Soaring (Magdalene #2)(41)
I forced myself to slow to a walk, a swift one, one that took me through the lobby, out of the cineplex and directly to my car as quickly as I could get there.
I got in.
I dumped my purse in the passenger seat.
I started up.
And I got the f*ck out of there.
I drove home and I shouldn’t have. I should have breathed deep. I should have gathered my thoughts. I should have calmed myself.
I didn’t.
But by some miracle, I made it home safely.
And when I got home, I didn’t want to. I’d been avoiding it. The last thing I wanted to do considering the fragility that was me was that.
But as had become their wont, my feet decided for me.
So I found myself in my bathroom, flipping on the lights and positioning myself in front of my mirror.
I looked at myself. I had to. I couldn’t avoid it.
But I did it being absolutely certain I didn’t actually see me.
Right then, my eyes refused not to take me in.
And it was worse than I expected it to be.
Not worse than it could be. My mother had drilled a regime into me since my fourteenth birthday, when I was allowed to wear light makeup.
So I cleansed. I moisturized (daily and nightly). I exfoliated, and twice a week did this deeply prior to slapping on a facial.
But other than that…I didn’t look after me.
My shining, brunette hair had strands of gray. Silvery-gray that may, when it took over, be stunning.
Right then, it made me look like I didn’t care.
I had lines at my forehead, but not many.
But my skin was sallow. My cheeks were sunken. My eyes looked huge and not in a good way. My makeup was there, but it was uninspired, doing absolutely nothing for me.
And I already knew my clothes were conservative, high-quality and older than my years. I wasn’t a spry twenty-something and they were still older than my years.
I looked past it.
I looked like I gave not…one…shit.
Because I didn’t.
I had not gone for a proper facial since moving to Magdalene. I had not had a manicure or a pedicure. I had not had my hair cut even before I’d moved to Magdalene. And I’d never dyed it, the gray started coming in when Conrad left me (and, incidentally, I blamed each strand on him regardless of the fact that, at my age, it was time) and I’d left it at that.
Robin had said things, cautiously, sensitively. Mother had said them too, not cautiously or sensitively.
I’d acted like they didn’t even speak.
I’d let myself go.
Mickey clearly had different tastes, taller, possibly younger, trendily dressed, beautiful red hair (though his woman had big bosoms and I did too but that was the only thing we shared).
But staring at the disaster that was me, it was no wonder Jake Spear didn’t even allow his eyes to wander to my hair.
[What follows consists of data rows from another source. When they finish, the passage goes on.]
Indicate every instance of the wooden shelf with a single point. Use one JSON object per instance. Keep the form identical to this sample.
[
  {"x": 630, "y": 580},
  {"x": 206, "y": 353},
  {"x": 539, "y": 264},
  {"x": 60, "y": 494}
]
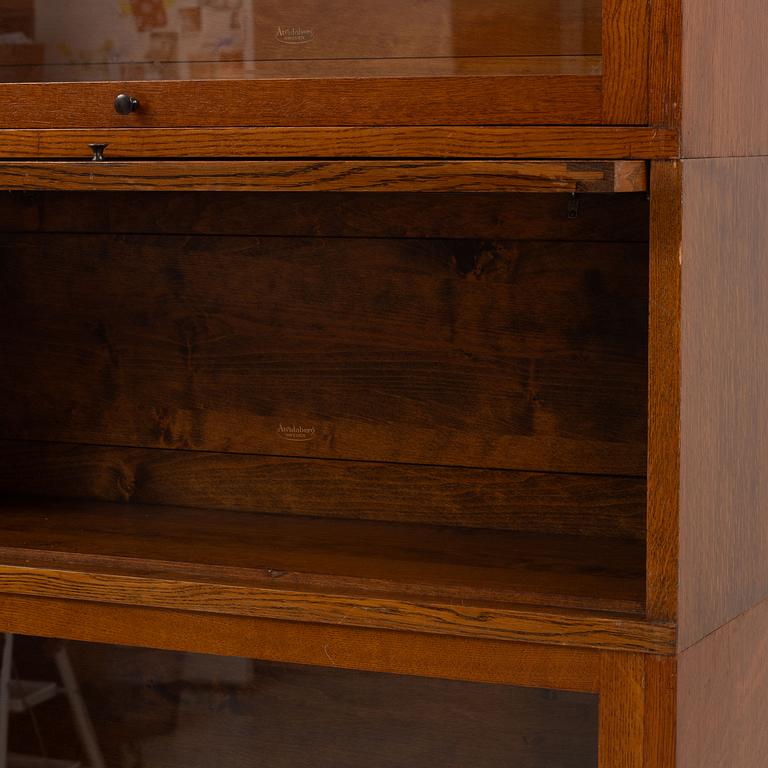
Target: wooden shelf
[
  {"x": 329, "y": 175},
  {"x": 431, "y": 578}
]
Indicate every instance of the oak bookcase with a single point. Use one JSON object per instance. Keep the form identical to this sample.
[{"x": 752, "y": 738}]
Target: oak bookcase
[{"x": 387, "y": 383}]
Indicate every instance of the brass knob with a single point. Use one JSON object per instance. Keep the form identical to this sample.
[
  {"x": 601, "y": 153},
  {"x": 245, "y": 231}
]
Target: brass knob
[
  {"x": 125, "y": 104},
  {"x": 98, "y": 152}
]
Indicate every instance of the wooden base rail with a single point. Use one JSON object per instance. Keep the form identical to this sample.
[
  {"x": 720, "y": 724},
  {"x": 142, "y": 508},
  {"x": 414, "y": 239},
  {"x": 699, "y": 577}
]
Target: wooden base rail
[{"x": 329, "y": 176}]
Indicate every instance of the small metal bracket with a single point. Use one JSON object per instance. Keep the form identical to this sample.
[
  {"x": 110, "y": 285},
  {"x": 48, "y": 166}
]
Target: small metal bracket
[
  {"x": 573, "y": 206},
  {"x": 98, "y": 152}
]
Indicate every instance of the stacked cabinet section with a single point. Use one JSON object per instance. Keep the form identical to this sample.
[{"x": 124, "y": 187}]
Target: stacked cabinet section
[{"x": 315, "y": 405}]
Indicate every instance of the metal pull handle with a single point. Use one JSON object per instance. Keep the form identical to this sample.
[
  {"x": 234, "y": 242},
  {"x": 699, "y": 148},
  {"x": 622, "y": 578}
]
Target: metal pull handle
[{"x": 125, "y": 104}]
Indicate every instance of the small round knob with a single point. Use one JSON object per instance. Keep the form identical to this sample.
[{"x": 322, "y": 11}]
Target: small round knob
[
  {"x": 125, "y": 104},
  {"x": 98, "y": 152}
]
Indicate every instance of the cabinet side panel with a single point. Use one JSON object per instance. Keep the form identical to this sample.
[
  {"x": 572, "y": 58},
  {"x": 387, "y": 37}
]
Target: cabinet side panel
[
  {"x": 724, "y": 409},
  {"x": 725, "y": 78},
  {"x": 722, "y": 697},
  {"x": 664, "y": 391}
]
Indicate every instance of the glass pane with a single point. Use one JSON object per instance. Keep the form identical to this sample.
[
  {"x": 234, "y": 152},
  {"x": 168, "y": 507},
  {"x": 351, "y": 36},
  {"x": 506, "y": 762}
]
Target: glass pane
[
  {"x": 173, "y": 710},
  {"x": 64, "y": 40}
]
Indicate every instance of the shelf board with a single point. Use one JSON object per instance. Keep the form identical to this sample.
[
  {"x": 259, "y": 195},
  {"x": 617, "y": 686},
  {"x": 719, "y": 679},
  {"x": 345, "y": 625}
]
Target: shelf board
[
  {"x": 502, "y": 584},
  {"x": 606, "y": 176}
]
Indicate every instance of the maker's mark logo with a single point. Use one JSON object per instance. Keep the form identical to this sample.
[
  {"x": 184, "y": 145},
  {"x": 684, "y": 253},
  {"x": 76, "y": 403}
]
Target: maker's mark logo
[
  {"x": 294, "y": 35},
  {"x": 296, "y": 433}
]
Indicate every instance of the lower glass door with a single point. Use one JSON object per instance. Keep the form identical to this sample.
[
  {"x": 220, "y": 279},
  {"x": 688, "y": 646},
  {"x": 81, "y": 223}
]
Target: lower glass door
[{"x": 155, "y": 709}]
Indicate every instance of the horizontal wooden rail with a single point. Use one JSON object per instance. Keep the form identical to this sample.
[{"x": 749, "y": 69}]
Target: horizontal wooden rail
[
  {"x": 329, "y": 176},
  {"x": 441, "y": 141}
]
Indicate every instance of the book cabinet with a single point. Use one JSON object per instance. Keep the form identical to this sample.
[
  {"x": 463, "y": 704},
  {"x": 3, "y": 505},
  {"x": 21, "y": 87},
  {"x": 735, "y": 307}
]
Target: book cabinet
[{"x": 387, "y": 383}]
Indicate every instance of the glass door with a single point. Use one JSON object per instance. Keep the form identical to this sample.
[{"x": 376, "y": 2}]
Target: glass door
[
  {"x": 121, "y": 707},
  {"x": 323, "y": 62}
]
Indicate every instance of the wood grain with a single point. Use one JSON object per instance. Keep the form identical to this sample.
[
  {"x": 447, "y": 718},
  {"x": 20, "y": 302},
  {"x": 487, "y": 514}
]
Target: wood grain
[
  {"x": 664, "y": 382},
  {"x": 328, "y": 176},
  {"x": 470, "y": 215},
  {"x": 723, "y": 477},
  {"x": 660, "y": 723},
  {"x": 622, "y": 700},
  {"x": 365, "y": 101},
  {"x": 527, "y": 356},
  {"x": 341, "y": 646},
  {"x": 580, "y": 505},
  {"x": 722, "y": 702},
  {"x": 562, "y": 627},
  {"x": 347, "y": 557},
  {"x": 439, "y": 141},
  {"x": 725, "y": 78},
  {"x": 625, "y": 61},
  {"x": 665, "y": 76}
]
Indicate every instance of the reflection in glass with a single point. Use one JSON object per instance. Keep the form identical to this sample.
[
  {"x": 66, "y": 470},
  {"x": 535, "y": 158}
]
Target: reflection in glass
[
  {"x": 156, "y": 709},
  {"x": 189, "y": 39}
]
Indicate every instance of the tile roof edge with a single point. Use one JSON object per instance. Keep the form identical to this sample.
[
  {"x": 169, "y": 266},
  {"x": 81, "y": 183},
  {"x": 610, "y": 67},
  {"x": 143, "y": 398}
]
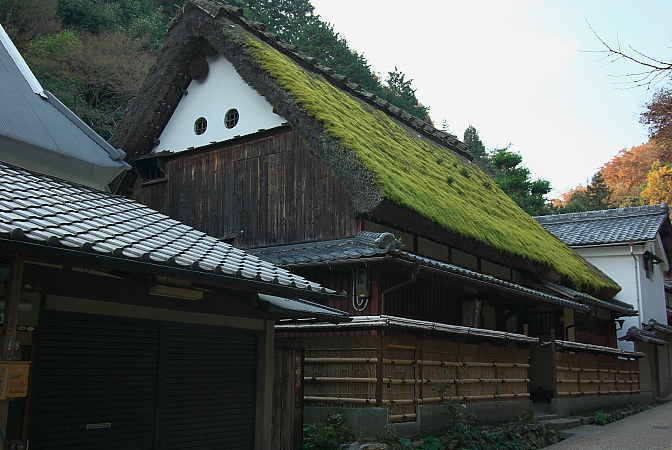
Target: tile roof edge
[
  {"x": 215, "y": 9},
  {"x": 18, "y": 242}
]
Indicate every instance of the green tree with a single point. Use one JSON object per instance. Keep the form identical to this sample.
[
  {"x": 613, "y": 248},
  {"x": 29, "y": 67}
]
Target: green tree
[
  {"x": 514, "y": 179},
  {"x": 594, "y": 197},
  {"x": 399, "y": 91},
  {"x": 296, "y": 22}
]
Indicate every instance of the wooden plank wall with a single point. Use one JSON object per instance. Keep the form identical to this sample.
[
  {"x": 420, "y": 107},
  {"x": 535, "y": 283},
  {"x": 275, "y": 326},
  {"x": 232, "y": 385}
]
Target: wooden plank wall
[
  {"x": 267, "y": 191},
  {"x": 342, "y": 370},
  {"x": 287, "y": 420},
  {"x": 430, "y": 298},
  {"x": 587, "y": 375}
]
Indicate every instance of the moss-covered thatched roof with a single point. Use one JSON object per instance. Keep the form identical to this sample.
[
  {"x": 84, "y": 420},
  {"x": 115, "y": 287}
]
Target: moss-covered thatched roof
[{"x": 385, "y": 156}]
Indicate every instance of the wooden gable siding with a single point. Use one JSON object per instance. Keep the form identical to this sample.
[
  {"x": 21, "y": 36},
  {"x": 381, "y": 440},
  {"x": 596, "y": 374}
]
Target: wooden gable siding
[
  {"x": 596, "y": 331},
  {"x": 428, "y": 298},
  {"x": 266, "y": 191}
]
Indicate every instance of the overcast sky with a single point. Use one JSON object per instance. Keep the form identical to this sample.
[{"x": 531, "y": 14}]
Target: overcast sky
[{"x": 521, "y": 71}]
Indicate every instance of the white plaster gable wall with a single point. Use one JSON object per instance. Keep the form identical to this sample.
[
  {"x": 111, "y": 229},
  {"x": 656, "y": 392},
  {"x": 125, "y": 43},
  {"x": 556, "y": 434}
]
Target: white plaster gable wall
[
  {"x": 645, "y": 294},
  {"x": 223, "y": 89}
]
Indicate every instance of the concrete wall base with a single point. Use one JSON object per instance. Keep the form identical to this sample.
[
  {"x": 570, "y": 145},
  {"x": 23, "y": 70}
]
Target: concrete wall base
[
  {"x": 372, "y": 423},
  {"x": 569, "y": 406}
]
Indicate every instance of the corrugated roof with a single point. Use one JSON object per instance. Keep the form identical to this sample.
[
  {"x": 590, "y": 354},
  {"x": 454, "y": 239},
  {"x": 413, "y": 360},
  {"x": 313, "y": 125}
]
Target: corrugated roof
[
  {"x": 54, "y": 214},
  {"x": 609, "y": 226},
  {"x": 637, "y": 334},
  {"x": 38, "y": 132},
  {"x": 397, "y": 168},
  {"x": 403, "y": 324}
]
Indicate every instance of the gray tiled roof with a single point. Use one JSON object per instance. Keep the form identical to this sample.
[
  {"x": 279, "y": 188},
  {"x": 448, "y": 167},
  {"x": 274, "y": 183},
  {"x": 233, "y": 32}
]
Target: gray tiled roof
[
  {"x": 38, "y": 132},
  {"x": 609, "y": 226},
  {"x": 57, "y": 215},
  {"x": 369, "y": 244}
]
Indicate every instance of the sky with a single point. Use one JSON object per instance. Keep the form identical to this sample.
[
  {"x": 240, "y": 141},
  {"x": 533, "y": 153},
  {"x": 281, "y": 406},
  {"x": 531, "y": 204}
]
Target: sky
[{"x": 524, "y": 73}]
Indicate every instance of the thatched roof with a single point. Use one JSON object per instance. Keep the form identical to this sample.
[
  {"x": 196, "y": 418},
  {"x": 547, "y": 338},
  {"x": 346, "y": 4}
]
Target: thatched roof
[{"x": 399, "y": 169}]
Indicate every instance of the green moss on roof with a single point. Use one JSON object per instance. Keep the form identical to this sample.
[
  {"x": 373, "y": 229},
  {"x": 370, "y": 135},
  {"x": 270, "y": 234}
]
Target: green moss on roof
[{"x": 426, "y": 177}]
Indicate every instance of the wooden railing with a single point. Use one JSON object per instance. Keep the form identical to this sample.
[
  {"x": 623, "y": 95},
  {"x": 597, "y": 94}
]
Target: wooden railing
[{"x": 406, "y": 372}]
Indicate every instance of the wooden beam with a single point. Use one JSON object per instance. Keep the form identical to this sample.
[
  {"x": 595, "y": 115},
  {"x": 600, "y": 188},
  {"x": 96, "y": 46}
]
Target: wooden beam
[{"x": 14, "y": 285}]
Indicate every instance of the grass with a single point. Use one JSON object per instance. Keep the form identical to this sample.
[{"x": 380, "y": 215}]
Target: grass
[{"x": 428, "y": 178}]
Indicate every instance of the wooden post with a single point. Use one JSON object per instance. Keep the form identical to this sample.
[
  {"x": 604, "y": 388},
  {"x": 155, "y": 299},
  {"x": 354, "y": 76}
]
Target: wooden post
[
  {"x": 11, "y": 320},
  {"x": 379, "y": 369},
  {"x": 554, "y": 358},
  {"x": 14, "y": 283}
]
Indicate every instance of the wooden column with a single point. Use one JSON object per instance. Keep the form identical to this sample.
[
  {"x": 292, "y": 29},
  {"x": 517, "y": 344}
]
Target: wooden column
[
  {"x": 379, "y": 369},
  {"x": 11, "y": 320},
  {"x": 14, "y": 284},
  {"x": 554, "y": 359}
]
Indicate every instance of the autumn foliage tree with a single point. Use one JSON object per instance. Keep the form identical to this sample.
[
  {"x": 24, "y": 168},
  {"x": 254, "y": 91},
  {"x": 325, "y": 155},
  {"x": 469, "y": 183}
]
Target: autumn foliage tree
[{"x": 659, "y": 184}]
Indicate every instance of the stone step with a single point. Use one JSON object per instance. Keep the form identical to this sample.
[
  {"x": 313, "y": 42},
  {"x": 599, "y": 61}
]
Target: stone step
[
  {"x": 580, "y": 431},
  {"x": 560, "y": 424}
]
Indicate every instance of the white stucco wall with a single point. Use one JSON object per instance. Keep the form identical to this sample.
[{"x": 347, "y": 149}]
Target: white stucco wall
[
  {"x": 647, "y": 295},
  {"x": 222, "y": 90}
]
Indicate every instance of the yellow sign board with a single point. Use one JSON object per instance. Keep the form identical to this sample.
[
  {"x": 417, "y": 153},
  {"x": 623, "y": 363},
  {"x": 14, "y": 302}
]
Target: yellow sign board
[{"x": 13, "y": 379}]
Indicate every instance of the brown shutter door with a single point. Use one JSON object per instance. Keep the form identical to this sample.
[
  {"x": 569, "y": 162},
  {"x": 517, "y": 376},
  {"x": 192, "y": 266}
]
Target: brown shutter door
[{"x": 95, "y": 384}]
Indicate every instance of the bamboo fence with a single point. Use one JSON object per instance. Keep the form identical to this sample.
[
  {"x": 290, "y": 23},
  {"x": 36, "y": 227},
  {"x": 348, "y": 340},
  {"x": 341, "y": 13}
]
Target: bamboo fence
[
  {"x": 400, "y": 373},
  {"x": 588, "y": 375}
]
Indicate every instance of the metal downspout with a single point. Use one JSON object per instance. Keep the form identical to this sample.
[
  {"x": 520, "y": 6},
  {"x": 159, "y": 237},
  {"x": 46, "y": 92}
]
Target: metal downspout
[
  {"x": 414, "y": 277},
  {"x": 637, "y": 286}
]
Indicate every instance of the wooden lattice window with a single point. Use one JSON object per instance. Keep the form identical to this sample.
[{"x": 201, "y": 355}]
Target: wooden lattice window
[
  {"x": 200, "y": 125},
  {"x": 231, "y": 118}
]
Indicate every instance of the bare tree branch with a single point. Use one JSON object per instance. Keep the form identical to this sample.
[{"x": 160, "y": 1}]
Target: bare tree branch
[{"x": 656, "y": 70}]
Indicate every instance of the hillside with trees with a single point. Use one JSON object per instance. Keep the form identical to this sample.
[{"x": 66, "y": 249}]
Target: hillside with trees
[{"x": 94, "y": 54}]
And it was no wonder that boxer in his gym paid no mind to me.
I was no longer young.
“But I’m not dead yet,” I whispered to my reflection.
On that, I shrugged my purse off my shoulder so it fell to the counter. I dug my phone out. And I made the call I needed to make.
“Hello, Amelia, how’s your evening?” Josie answered.
“I need lunch.”
There was a heavy pause before, “Sorry?”
“You. Me. Alyssa. Lunch tomorrow. Emergency,” was all I could force out, my eyes still glued to the mirror.
“Are you okay?” she asked, concern heavy in her tone.
“No. No, I am far from okay,” I told her.
“Do you need me to come over now?” she went on.
“Lunch,” it came out as a squeak. I was losing it. I could feel it happening. “Tomorrow. Can you call Alyssa?” I closed my eyes tight, fighting my thoughts telling me I was being dramatic, selfish, thoughtless, demanding, weak. Telling myself these were good women, they’d get it. If I let them, they’d get me. I opened my eyes, whispering, “Please, Josie.”
“Anything, Amelia. Anything you need,” Josie whispered back. Yes, a good woman. “I’ll call Alyssa. Are you going to be okay until then?”
“Yes.” It came out hoarse. I cleared my throat. “Yes. I’ll be okay.”
“Okay,” she said as if she didn’t believe me. “I’ll text you with where and when.”
“Okay, Josie,” I replied.
“You sure you’re going to be okay?”
No.
But I was sure I had to keep trying.
At least for a little while.
“Yes, I will be and Josie…?”
“Yes?”
“Thank you,” I said softly.
“As I said, anytime, Amelia. Anything.”
Yes, I so very much liked her.
I just hoped she would keep liking me.
“See you at lunch tomorrow,” she continued.
“See you at lunch, Josie.”
We said our good-byes and rang off.
Then I went directly to the garage and got some boxes, went to the kitchen and got the packing tape and went back to my bathroom.
Unless they were absolutely necessary to remain clothed for the next two days, I boxed up everything.
Everything.
Clothes. Shoes. Belts. Handbags.
I also tossed in all my makeup.
I dragged it all to the garage, took a shower, got into the only nightgown I’d left for me and got into bed.